Ex-candidate David Spring fires up petition against expansion options at Mount Si High School, touts second high school

Former State Rep. candidate David Spring is gathering signatures in opposition to two long-term building plans in the Snoqualmie Valley School District.

Spring, a North Bend resident and director of the Fair School Funding Coalition, recently began circulating a petition against the two future models in the school district’s Long Term Facilities Plan.

A volunteer committee recently narrowed future building options down to two choices for consideration by the Snoqualmie Valley School Board. Options that made the cut included expanding Mount Si High School and creating a satellite high school campus at Snoqualmie Middle School.
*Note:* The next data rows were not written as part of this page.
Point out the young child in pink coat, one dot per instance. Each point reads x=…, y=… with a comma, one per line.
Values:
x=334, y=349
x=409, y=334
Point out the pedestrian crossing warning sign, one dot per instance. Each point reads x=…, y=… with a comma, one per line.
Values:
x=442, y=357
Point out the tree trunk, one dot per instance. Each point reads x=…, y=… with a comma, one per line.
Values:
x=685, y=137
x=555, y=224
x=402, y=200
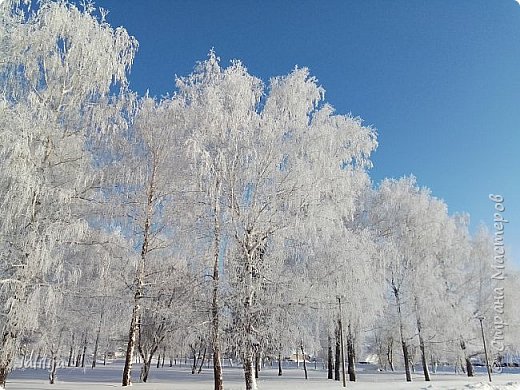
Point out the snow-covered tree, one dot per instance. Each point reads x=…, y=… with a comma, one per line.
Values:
x=268, y=158
x=53, y=101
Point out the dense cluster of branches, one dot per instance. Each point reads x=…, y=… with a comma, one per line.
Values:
x=224, y=222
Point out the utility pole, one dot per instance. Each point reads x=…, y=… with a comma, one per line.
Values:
x=341, y=344
x=481, y=318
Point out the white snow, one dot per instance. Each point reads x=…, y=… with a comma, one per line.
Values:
x=180, y=378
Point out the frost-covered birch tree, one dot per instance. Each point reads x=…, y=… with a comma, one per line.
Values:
x=408, y=223
x=268, y=157
x=53, y=100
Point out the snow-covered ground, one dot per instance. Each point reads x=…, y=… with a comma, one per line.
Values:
x=180, y=378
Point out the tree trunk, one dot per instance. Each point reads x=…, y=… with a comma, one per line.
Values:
x=390, y=353
x=218, y=381
x=351, y=355
x=422, y=347
x=132, y=338
x=404, y=345
x=78, y=358
x=337, y=359
x=3, y=376
x=249, y=370
x=71, y=352
x=257, y=362
x=423, y=358
x=202, y=361
x=139, y=281
x=304, y=361
x=145, y=370
x=194, y=366
x=330, y=359
x=96, y=343
x=469, y=366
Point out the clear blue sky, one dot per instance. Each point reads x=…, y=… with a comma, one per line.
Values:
x=440, y=80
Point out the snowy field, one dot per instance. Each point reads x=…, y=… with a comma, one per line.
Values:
x=180, y=378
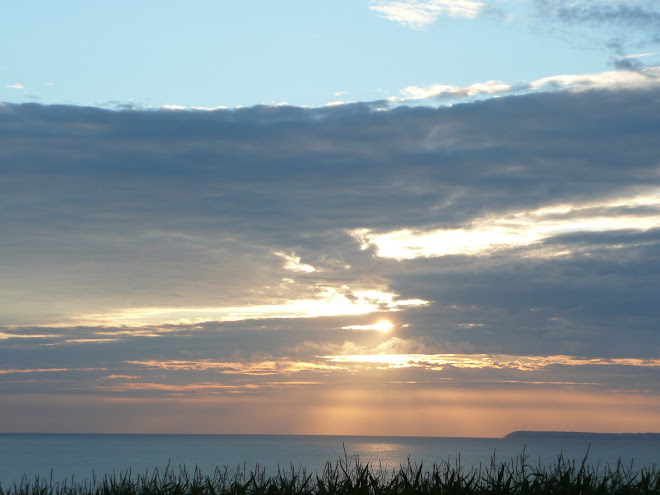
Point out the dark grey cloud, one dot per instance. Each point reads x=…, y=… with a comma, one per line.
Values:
x=629, y=25
x=108, y=211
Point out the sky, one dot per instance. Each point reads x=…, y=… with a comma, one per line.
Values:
x=431, y=217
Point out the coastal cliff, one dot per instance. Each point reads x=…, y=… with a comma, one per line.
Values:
x=581, y=435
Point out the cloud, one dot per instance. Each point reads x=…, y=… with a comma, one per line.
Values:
x=485, y=236
x=637, y=13
x=328, y=301
x=149, y=236
x=292, y=262
x=417, y=14
x=630, y=74
x=619, y=25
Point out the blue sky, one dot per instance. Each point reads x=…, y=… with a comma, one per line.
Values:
x=455, y=215
x=310, y=53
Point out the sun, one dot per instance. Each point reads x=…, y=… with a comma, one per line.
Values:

Spring’s Fair School Funding Coalition began last summer as an effort to get national-average levels of school funding in Washington. The group weighed in against the district’s facilities options, claiming that they would be too costly and could impact students’ social learning. The coalition supports building a second high school in Snoqualmie.

Spring claims the current approach creates a mega-sized high school in the district. He said mega-schools were popular in the 1970s, but research showed that graduation rates in such schools plummeted compared to smaller schools, while crime, discipline problems and drop-out rates increased.
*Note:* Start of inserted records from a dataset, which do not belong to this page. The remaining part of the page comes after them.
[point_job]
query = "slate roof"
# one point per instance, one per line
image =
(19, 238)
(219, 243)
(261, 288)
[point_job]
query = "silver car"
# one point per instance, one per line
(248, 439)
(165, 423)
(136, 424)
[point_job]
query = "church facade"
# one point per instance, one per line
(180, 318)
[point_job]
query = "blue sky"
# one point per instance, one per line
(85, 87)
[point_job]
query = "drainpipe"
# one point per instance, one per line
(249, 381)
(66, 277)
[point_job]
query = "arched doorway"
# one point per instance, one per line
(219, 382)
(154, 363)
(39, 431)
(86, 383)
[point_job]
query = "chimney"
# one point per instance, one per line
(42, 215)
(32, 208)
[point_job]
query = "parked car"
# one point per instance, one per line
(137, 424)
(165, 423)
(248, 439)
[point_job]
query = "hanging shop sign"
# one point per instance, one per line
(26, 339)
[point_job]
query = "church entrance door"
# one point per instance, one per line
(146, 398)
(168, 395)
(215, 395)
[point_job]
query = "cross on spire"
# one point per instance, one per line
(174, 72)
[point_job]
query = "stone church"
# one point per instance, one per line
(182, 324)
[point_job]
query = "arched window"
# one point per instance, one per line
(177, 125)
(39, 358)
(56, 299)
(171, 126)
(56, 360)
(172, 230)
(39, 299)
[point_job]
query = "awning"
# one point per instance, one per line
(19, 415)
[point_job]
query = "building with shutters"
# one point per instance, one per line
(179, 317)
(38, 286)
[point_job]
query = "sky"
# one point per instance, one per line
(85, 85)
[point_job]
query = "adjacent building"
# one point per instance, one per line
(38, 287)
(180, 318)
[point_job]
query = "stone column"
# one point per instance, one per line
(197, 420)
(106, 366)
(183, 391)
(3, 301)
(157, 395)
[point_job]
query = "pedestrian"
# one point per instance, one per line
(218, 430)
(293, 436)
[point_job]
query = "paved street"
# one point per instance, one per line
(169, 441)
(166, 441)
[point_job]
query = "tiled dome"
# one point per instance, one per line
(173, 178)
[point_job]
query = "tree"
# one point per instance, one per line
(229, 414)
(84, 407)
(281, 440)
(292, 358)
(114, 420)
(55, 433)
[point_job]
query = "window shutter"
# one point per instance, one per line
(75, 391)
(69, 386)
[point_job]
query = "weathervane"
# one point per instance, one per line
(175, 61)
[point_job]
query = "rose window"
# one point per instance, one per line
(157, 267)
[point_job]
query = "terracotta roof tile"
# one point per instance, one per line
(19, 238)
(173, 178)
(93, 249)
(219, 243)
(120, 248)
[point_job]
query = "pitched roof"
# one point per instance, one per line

Basing their preferred choice on social connections, the coalition’s stance is that students in large schools don’t make the close-knit relationships found in a smaller school setting.

Spring said he was considered a radical by some for advocating a national-average student population, about 1,000 students, at Mount Si. He wants Snoqualmie Valley students to have the same experience as other students in the nation.

Expanding the capacity of Mount Si will not directly impact the student-teacher ratios, as those are determined by the number of students enrolled in school.

Mega-school?

So, would Mount Si be a mega-school?

“Some believe that anything over a 500-student high school has been defined as ‘mega,’” said Don McConkey, a district assistant superintendent and chairman of the Long Term Facilities planning committee. “Yet, we know that, across the country, there are high schools with enrollments that exceed 2000 or more students.”

The expansion model for Mount Si High School is projected to add between 29 and 33 additional classrooms which would add capacity for another 800 to 900 students. Currently the capacity of the school is approximately 1,760 students. The expansion would increase the capacity to approximately 2,500 students.

Added capacity allows Mount Si High School to expand and add programs for students, McConkey said.

To Spring, several consecutive bond failures at the polls in recent years are due to the way the proposed new high school was designed.

“There was a tremendous opposition to a second stadium,” Spring said. He said many residents who spoke to him favored sharing a stadium with the existing high school.

“They were never given that option,” he said. “They wanted a middle-of-the-road high school that you add onto later.”

Besides unfavorable comments for athletic complexes at two high schools, district feedback from the community on why the 2006-2007 bond for a second high school did not pass included the overall cost of the bond, that two high schools would divide the community and uncertainty on where the high school would be located.

Expansion

Including the cost of a remodel and expansion, upgrades to Mount Si would top out at about $100 million. Remodeling is a must to expand the building, McConkey said.

It would cost at least that much to construct a new high school, not including a land purchase. Operating costs for a new high school would also weigh heavily on the district’s budget, he said.

According to the coalition, a two-high-schools option is better socially and financially.

Spring raised concerns about costs of expansion in the high school’s current site, which is in the Snoqualmie River flood plain.

McConkey said the remodel would include raising a portion of Mount Si out of the floodway. The expansion would add a second story to the existing building, primarily staying within the current footprint of Mount Si.

Spring said the coalition, now about 1,000 members strong, plans to double in size in the months before the board makes a decision on construction.

Spring’s petition effort is aimed at getting school board members to consider his issues — and reconsider the current options.

“When you have a highly organized group of people like this, it will simply go down to defeat,” Spring said.